Abstract

Cardiac dysfunction is a common complication of sepsis in individuals with preexisting coronary disease and portends a poor prognosis when progressing to ischemic cardiogenic shock. In this setting, maximal medical therapy in isolation is often inadequate to maintain cardiac output for patients who are poor candidates for immediate revascularization. Furthermore, the use of vasopressors and inotropes increases myocardial demand and may lead to further injury. Percutaneous ventricular assist devices provide a viable option for management of severe shock with multiorgan failure. The Impella is one of several novel mechanical support systems that can effectively augment cardiac output while reducing myocardial demand and serve as a bridge to recovery from severe hemodynamic compromise. This case report describes the successful utilization of the Impella 2.5 in a patient with baseline profound anemia and coronary artery disease (CAD) presenting in combined distributive and cardiogenic shock associated with a type 2 myocardial infarction complicating sepsis.

1. Introduction

The Impella is a temporary mechanical support device that can bridge a patient with severe cardiac dysfunction to either recovery or further therapy. Conventionally, these devices are utilized in patients undergoing high-risk percutaneous coronary intervention [1, 2] or with acute cardiogenic shock [3]. We describe the successful utilization of the Impella 2.5 in a patient with baseline profound anemia and coronary artery disease presenting in combined distributive and cardiogenic shock complicating sepsis.

2. Case Presentation

A 66-year-old woman presented to an outside hospital with several weeks of progressive shortness of breath and weakness. Vitals on arrival were heart rate of 108 beats per minute, blood pressure of 97/59 mmHg, and respiratory rate of 30 breaths per minute without hypoxemia. Physical exam revealed respiratory distress, no abdominal tenderness, diminished pulses throughout, and no evidence of bleeding. Notable laboratory data were 19,000 white blood cells/μL, hemoglobin 4.4 g/dL, troponin 4 ng/mL, lactate 10.6 mmol/L, and urinalysis consistent with urinary tract infection. Electrocardiogram revealed inferolateral ST depressions, and a chest radiograph demonstrated bilateral pulmonary infiltrates. She received broad-spectrum antibiotics and four units of packed red blood cells but required intubation for acute hypoxemic respiratory failure, progressive confusion, and shock refractory to stress-dose steroids and vasopressors. The patient was transferred to our medical intensive care unit for further care.

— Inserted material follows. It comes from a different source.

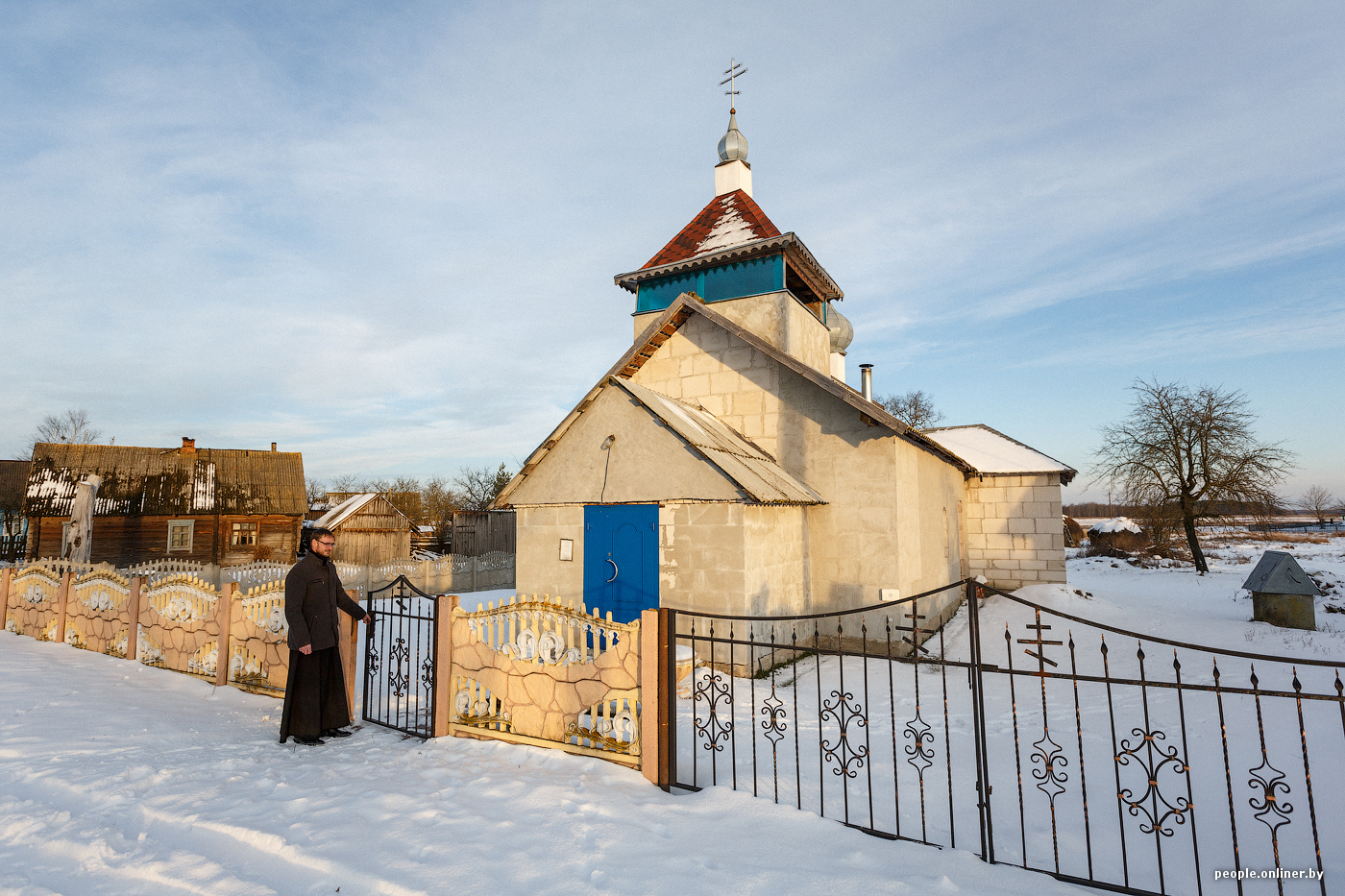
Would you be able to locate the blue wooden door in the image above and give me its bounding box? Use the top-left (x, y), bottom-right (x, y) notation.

On arrival to our intensive care unit, the patient presented intubated and on multiple pressors but had preserved mentation and purposeful movement. Despite medical optimization with the addition of an inotrope and titration of vasopressors to a mean arterial pressure of ≥65 mmHg, she developed anuric renal failure. Repeat blood work showed persistently elevated lactate of 8.0 mmol/L, worsening leukocytosis to 56,000 cells/μL, and troponin markedly elevated at 105 ng/mL. Chest radiograph demonstrated diffuse bilateral infiltrates consistent with pulmonary edema. Electrocardiogram was notable for anterolateral ST depressions and ST elevations in aVR and V1 concerning for left main disease. Bedside echocardiography demonstrated depressed left ventricular function with an estimated ejection fraction of 30% and wall motion abnormalities in the left anterior descending coronary artery distribution. Her APACHE II score at that time was 36, corresponding to a predicted mortality rate of 82%. Given the conflicting need for high-dose pressors and evidence of myocardial ischemia potentially made worse by the same pressors, the decision was made to pursue coronary angiography and consideration for mechanical hemodynamic support. Left heart catheterization revealed proximal left main, severe ostial left anterior descending artery disease of 70%, and moderate right coronary artery disease (Figure 1). Right heart catheterization revealed elevated mean pulmonary artery pressure of 32 mmHg, wedge pressure of 18 mmHg, and low-normal cardiac index of 2.95 L/min per square meter (L/min/m2) while on high-level vasopressors. Although no acute plaque rupture was noted on angiography, her ostial left anterior descending artery disease was thought to be the likely site responsible for the myocardial ischemia contributing to her shock. Because percutaneous coronary intervention (PCI) of this high-risk lesion in a critically ill patient could lead to further instability, PCI was deferred and mechanical circulatory support was initiated with an Impella 2.5 device (Abiomed, Inc., Danvers, MA, USA). Postintervention laboratory indices and urine output improved within minutes along with decreasing vasopressor requirements. The Impella delivered an average 2 L/min of flow and was removed at approximately 72 hours, after vasopressors were weaned off entirely (Figure 2).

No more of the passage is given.